Quebec Bridge Pont de Québec | |
---|---|
Coordinates | 46°44′46″N 71°17′16″W / 46.74611°N 71.28778°W |
Carries | Route 175 Canadian National Railway and Via Rail 1 pedestrian walkway |
Crosses | St. Lawrence River |
Locale | Quebec City, and Lévis, Quebec |
Owner | Government of Canada |
Maintained by | Canadian National Railway |
Preceded by | Pierre Laporte Bridge |
Followed by | Île d'Orléans Bridge (partial crossing) |
Characteristics | |
Design | Cantilever bridge |
Total length | 987 m (3,238 ft) |
Width | 29 m (95 ft) wide |
Longest span | 549 m (1,801 ft) |
Clearance above | (?) |
Clearance below | 46 m (151 ft) (high tide)[1] |
No. of lanes | 3 |
Rail characteristics | |
No. of tracks | 1 |
Track gauge | 1,435 mm (4 ft 8+1⁄2 in) standard gauge |
Structure gauge | AAR |
Electrified | No |
History | |
Construction cost | $22 million (Approx. 375M$ in 2024) |
Opened | December 3, 1919 |
Statistics | |
Toll | none since 1942 |
Designated | 1995 |
Location | |
The Quebec Bridge (French: pont de Québec) is a road, rail, and pedestrian bridge across the lower Saint Lawrence River between Sainte-Foy (a former suburb that in 2002 became the arrondissement Sainte-Foy–Sillery–Cap-Rouge in Quebec City) and Lévis, in Quebec, Canada.

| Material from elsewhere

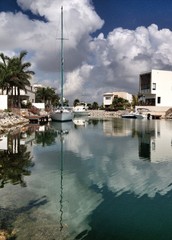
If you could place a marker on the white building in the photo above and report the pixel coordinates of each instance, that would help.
(109, 97)
(155, 88)
(26, 96)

The project failed twice during its construction, in 1907 and 1916, at the cost of 88 lives and additional people injured. The bridge eventually opened in 1919.
The Quebec Bridge is a riveted steel truss structure and is 987 m (3,238 ft) long, 29 m (95 ft) wide, and 104 m (341 ft) high. Cantilever arms 177 m (581 ft) long support a 195 m (640 ft) central structure, for a total span of 549 m (1,801 ft), still the longest cantilever bridge span in the world. (It was the all-categories longest span in the world until the Ambassador Bridge was completed in 1929.) It is the easternmost (farthest downstream) complete crossing of the Saint Lawrence River.
The bridge accommodates three highway lanes (there were none until 1929, when one was added; another was added in 1949 and a third in 1993), one rail line (two until 1949), and a pedestrian walkway (originally two). At one time, it also carried a streetcar line. Since 1993, it has been owned by the Canadian National Railway.
On May 15 2024, the Quebec Bridge was purchased by the Federal Government for a symbolic $1.
The Quebec Bridge was designated a National Historic Site in 1995.